Resource profiles are cloud provider-agnostic definitions that specify the allowed attribute values for a resource. Resource profiles enable you to control the choices that the user sees when requesting a cloud resource. As a result, you do not need to define a unique blueprint for each variation of the resource.

Note: In addition to the cloud-agnostic profiles, you can add provider public images to the Cloud Provisioning and Governance catalog. See Add an AWS public image to Cloud Provisioning and Governance and Add an Azure public image to Cloud Provisioning and Governance.

Example: Compute profile

You might create a compute profile named Micro and map it to a "micro" hardware type, with specified values for memory and CPU. Later, when a user selects a compute resource while requesting a virtual server, Micro appears as an option in the list of available compute resources.
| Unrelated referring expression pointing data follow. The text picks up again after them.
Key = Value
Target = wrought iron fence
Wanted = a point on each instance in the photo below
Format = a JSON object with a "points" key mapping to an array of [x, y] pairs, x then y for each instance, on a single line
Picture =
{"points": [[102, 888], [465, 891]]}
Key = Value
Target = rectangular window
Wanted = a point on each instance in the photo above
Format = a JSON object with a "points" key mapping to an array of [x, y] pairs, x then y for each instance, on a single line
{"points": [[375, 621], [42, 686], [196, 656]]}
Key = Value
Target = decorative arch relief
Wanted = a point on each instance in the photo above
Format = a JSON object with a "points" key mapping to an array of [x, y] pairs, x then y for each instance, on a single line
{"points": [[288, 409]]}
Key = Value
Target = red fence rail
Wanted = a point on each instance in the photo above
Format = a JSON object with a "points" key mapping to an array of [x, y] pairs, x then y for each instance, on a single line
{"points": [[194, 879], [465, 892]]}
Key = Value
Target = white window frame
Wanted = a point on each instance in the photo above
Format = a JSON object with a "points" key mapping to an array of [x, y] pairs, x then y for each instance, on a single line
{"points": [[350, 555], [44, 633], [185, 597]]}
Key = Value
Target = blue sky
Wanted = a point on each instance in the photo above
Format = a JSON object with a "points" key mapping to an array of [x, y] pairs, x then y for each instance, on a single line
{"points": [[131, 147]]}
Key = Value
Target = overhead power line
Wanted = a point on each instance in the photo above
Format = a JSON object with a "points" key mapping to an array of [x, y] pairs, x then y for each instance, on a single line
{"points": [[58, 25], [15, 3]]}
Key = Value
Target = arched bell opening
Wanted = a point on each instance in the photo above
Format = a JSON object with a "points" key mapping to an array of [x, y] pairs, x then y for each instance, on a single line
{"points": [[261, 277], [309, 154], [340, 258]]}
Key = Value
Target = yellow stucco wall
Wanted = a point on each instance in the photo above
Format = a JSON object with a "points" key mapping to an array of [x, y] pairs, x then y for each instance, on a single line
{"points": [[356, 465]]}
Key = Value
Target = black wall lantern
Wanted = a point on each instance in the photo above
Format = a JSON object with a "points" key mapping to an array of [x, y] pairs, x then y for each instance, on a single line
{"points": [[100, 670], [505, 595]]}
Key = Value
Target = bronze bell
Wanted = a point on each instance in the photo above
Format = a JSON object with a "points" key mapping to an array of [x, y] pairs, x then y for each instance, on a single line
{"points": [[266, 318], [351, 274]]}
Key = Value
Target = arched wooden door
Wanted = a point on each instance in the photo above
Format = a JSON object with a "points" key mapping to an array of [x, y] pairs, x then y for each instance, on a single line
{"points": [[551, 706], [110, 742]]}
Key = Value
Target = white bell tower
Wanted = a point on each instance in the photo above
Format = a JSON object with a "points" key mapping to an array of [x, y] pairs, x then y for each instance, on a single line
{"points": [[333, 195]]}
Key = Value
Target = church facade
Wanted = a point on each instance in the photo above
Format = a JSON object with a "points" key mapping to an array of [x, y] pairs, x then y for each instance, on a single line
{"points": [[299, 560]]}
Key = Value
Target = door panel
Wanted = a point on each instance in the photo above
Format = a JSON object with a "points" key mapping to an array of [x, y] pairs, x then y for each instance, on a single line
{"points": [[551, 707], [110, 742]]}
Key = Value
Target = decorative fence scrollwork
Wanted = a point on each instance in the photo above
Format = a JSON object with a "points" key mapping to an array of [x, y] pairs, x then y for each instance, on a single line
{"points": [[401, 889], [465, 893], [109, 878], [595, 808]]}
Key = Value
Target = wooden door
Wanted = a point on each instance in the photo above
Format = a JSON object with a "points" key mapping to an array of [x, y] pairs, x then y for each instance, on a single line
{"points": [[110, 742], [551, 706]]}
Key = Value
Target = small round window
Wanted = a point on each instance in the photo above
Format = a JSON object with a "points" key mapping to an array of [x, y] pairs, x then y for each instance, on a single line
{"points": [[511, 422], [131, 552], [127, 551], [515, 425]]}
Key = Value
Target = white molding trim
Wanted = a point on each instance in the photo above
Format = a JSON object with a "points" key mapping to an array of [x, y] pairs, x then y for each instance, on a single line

The user does not need to specify values for memory and CPU — the values come from the profile.
Figure 1. Compute profile on the request form
Compute profile on the request form

Resource Profile mappings

Resource profiles create mapping associations between the following items:
  • A cloud account.
  • A logical datacenter in the cloud account.
  • A specific resource type in the CMDB that provides the attributes.
  • Optional: A pricing value that appears to users when they request a resource that uses the resource profile.

By default for AWS and Azure, Cloud Provisioning and Governance maps profiles to templates after Discovery runs. For other providers, such as Google cloud, you must manually associate the profile with the correct template and datacenter.

Resource types

Each resource profile has associated attributes. The attributes depend on the resource types that are populated after you run Discovery on a cloud account.